Camilan didepan mata sudah menanti untuk kumakan. Aku, Rana, dan Simbok kemudian memakan hidangan yang telah disiapkan oleh Rana untuk kami. Tepatnya sesudah curhatan kami selesai dan terbayarkan oleh teh yang tidak diaduk tadi. Meski begitu, aku tetap saja penasaran, jawaban simbok mengenai rahasia Handi.
“Simbok, janjikan akan memberi tahu Meta. Pertanyaan Meta yang terakhir?” tanyaku.
“Iya. Sesuai syarat yang simbok bilang. Harus lulus dulu.”
“Siap. Meta pasti akan lulus. Malam ini Meta akan belajar untuk ujian besok. Meta akan terus belajar sampai cita-cita Meta tersampaikan.” Kataku.
“Rana, ada yang ditanyakan?” tanya simbok.
“Tidak mbok. Rana memilih untuk tidak mengetahuinya saja.” Jawab Rana.
“Yakin?” tanyaku. “Memang ada apa Na?”
“Iya Ta, Mbok. Kalau suatu saat nanti Rana diberi petunjuk dengan mata kepala Rana sendiri. Itu akan lebih puas. Pacar Rana orangnya mudah ditebak kok mbok.” kata Rana sambil tersenyum kecil.
Okai, jadi permasalahan kami memang sama. Ada perempuan yang menjadi bayang-bayang pacar kami berdua. Sejatinya daripada itu, kami menemukan hikmah masing-masing. Misteri memang, jika berurusan dengan yang namanya pacar. Seperti ketika kita minum teh pahit.

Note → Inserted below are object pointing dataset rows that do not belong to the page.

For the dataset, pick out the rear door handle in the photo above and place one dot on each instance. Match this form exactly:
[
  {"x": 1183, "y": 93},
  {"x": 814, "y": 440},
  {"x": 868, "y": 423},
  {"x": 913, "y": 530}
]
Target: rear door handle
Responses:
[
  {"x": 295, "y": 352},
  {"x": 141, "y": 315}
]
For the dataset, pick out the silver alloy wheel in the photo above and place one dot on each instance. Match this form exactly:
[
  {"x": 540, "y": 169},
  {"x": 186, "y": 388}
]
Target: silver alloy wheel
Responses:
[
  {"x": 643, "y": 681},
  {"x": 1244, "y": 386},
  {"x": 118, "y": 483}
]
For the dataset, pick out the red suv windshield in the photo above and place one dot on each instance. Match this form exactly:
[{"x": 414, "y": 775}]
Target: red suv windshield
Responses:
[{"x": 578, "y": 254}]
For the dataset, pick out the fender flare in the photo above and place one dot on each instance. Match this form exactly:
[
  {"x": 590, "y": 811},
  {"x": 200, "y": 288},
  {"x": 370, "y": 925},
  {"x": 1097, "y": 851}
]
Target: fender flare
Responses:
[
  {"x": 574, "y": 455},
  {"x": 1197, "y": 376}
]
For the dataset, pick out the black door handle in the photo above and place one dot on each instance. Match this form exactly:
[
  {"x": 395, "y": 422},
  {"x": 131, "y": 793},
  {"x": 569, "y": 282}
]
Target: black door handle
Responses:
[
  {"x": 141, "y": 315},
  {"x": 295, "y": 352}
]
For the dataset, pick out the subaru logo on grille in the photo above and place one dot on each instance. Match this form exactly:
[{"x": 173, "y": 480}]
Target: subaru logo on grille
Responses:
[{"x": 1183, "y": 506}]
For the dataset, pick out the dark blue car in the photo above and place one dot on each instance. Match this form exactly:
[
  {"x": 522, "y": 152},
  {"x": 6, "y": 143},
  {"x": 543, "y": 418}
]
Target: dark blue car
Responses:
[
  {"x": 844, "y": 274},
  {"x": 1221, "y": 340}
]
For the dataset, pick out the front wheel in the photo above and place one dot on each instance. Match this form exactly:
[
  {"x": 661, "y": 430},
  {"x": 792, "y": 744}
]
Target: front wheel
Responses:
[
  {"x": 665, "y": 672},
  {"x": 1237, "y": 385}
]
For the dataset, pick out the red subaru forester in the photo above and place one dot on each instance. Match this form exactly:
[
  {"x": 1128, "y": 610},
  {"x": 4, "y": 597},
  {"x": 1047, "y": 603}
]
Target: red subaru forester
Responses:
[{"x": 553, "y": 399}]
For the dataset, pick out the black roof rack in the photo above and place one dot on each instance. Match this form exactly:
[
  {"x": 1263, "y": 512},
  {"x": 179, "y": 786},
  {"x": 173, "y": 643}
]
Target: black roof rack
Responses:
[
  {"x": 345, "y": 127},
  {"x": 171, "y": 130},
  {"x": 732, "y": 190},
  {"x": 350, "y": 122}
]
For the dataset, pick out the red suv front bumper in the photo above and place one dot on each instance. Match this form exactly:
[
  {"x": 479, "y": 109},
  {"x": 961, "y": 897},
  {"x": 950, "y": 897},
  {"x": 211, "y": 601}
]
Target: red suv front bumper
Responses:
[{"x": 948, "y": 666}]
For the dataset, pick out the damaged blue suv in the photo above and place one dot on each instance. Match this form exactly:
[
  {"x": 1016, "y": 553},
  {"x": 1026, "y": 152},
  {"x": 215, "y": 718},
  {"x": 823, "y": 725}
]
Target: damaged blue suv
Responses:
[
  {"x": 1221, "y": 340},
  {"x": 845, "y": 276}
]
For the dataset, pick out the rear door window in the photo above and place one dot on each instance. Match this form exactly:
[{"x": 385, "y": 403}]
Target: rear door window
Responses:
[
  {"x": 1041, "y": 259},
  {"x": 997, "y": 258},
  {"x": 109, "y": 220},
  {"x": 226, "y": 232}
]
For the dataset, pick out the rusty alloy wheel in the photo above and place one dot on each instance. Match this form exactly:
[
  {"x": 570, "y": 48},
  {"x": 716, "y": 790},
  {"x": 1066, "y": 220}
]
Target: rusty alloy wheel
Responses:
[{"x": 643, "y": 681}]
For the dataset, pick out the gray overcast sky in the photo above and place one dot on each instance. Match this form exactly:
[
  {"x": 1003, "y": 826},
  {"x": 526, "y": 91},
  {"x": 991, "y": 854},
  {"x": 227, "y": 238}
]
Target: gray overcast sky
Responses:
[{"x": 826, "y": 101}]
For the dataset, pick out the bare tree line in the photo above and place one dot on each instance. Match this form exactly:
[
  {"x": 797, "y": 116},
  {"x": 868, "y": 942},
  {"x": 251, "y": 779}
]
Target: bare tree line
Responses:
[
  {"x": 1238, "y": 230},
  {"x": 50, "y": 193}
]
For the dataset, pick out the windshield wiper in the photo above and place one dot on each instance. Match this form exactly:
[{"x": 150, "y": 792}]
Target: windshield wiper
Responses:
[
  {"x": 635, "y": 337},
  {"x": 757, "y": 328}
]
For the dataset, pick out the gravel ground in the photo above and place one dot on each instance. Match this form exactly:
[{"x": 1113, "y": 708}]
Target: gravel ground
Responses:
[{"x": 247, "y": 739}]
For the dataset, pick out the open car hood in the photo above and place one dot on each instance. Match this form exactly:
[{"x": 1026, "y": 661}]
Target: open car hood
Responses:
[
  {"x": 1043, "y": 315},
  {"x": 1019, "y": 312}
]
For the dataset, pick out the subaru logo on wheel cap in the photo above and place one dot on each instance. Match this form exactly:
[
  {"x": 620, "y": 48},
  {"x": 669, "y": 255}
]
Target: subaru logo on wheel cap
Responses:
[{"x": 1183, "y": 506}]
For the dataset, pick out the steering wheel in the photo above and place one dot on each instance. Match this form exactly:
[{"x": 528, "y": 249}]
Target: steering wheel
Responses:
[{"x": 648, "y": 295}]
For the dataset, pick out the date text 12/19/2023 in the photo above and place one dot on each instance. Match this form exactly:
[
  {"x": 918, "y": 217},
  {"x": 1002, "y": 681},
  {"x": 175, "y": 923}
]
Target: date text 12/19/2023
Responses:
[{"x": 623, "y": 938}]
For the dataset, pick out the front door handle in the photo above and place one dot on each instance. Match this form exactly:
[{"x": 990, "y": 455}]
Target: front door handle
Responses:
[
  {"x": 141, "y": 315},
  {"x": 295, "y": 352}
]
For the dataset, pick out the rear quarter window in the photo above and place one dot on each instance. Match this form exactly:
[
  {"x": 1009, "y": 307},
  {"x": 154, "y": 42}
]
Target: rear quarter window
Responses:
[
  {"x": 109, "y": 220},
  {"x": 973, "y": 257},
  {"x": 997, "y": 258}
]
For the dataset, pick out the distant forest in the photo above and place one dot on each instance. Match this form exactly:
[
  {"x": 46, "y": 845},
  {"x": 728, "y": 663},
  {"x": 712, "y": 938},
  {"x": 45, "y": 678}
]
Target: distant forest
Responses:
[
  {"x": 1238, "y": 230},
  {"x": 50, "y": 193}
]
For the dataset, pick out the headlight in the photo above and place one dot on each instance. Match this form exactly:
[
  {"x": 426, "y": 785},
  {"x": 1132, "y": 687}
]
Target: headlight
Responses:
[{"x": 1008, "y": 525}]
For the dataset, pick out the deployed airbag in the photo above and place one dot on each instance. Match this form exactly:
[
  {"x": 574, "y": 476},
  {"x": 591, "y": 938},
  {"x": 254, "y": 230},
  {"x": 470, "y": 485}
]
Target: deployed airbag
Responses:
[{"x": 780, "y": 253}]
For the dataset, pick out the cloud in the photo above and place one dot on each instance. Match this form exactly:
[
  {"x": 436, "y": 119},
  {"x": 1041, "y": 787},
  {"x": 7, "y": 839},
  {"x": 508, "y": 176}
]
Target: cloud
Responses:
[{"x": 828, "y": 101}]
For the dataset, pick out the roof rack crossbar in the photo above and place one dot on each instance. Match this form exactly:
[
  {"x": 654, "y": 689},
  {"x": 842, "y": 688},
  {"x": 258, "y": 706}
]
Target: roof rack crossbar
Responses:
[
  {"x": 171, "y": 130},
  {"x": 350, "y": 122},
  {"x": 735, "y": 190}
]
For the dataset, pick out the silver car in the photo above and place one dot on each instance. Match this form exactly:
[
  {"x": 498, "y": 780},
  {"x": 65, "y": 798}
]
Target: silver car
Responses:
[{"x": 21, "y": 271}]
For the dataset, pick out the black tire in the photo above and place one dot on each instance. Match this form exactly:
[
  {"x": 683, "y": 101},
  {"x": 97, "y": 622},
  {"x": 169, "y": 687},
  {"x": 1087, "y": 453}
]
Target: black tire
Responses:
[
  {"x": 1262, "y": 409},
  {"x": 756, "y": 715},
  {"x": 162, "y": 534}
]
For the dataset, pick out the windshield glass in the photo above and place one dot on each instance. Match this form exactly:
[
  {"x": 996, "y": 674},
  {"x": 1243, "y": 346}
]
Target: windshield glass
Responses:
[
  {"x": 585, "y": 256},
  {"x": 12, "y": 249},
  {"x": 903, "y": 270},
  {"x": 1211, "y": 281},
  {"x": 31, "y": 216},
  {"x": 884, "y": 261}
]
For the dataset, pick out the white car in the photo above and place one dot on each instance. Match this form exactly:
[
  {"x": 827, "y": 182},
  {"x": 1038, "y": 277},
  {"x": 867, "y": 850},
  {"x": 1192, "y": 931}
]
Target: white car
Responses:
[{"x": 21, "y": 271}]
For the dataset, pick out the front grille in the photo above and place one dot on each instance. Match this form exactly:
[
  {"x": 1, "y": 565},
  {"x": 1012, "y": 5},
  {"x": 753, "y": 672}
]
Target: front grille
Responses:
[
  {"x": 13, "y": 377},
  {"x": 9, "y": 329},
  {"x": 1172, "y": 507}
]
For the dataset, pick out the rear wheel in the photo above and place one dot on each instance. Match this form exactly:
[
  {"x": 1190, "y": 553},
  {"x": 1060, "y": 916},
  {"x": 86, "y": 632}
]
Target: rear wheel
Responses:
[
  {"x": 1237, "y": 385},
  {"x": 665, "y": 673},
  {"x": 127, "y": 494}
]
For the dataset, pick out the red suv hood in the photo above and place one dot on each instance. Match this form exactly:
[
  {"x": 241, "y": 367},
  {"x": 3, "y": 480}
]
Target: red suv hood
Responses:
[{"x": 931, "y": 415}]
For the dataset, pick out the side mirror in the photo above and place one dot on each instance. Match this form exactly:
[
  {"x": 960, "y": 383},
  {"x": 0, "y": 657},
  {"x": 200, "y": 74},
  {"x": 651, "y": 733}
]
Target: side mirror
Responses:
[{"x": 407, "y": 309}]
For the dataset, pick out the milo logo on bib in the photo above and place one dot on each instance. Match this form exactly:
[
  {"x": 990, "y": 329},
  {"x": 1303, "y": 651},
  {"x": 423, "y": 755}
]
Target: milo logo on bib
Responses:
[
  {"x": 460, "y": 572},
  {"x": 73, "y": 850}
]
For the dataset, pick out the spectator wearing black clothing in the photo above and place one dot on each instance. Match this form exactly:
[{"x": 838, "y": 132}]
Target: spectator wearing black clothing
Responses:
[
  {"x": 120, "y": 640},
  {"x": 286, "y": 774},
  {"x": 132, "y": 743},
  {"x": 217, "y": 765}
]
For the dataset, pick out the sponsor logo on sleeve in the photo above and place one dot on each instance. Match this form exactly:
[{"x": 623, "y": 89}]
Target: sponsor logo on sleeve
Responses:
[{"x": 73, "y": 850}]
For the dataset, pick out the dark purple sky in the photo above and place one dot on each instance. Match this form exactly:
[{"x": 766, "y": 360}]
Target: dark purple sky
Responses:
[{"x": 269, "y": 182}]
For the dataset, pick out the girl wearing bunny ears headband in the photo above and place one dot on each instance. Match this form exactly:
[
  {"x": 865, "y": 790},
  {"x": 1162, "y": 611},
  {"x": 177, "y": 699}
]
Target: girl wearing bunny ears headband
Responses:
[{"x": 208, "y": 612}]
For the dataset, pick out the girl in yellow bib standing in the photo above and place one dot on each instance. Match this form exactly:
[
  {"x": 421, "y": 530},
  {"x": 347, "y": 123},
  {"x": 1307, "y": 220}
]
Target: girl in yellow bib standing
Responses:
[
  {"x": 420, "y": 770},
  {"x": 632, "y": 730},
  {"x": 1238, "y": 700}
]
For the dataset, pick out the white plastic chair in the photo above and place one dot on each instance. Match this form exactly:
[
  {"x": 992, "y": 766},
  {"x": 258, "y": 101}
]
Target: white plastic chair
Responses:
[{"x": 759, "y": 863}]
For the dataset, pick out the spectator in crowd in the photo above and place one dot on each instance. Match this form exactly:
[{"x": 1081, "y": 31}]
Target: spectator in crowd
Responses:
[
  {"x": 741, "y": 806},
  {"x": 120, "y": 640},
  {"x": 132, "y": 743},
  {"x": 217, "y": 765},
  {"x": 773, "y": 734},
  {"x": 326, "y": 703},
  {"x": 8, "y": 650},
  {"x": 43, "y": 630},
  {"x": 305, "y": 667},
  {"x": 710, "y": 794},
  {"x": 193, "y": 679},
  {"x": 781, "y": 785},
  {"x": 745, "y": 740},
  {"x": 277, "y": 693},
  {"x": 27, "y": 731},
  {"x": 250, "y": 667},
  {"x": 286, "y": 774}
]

Tidak selamanya teh yang pahit akan manis diakhir karena tidak semua teh diberi gula. Tapi kita dapat melihanya di gelas, adakah butiran gula didalamnya atau tidak. Itu jika gelasnya bening. Akan dengan mudah kita melihatnya. Tapi jika gelasnya tidak bening, kita dapat mencium dari aromanya atau dari warnanya. Meskipun tidak semua orang dapat membedakannya dengan baik.
Alangkah indahnya, seseorang yang dapat membedakan itu semua dengan baik dan benar. Pasti ia sudah punya banyak pengalaman, hingga pada akhirnya menjadi seorang yang bijak. Dia belajar dari banyak pengalaman hidupnya, menganalisis kejanggalan, dan juga mempraktikannya sehingga tidak terjebak untuk kedua kali. Menjadi perasa dan peka terhadap sekeliling. Pada lingkungan sosial, pada lawan bicaranya, dan juga pada dirinya sendiri. Baiklah, mbok. Meta akan lulus dan menanti apa jawaban simbok sebenarnya. Meta masih penasaran dengan jalan pikiran Handi.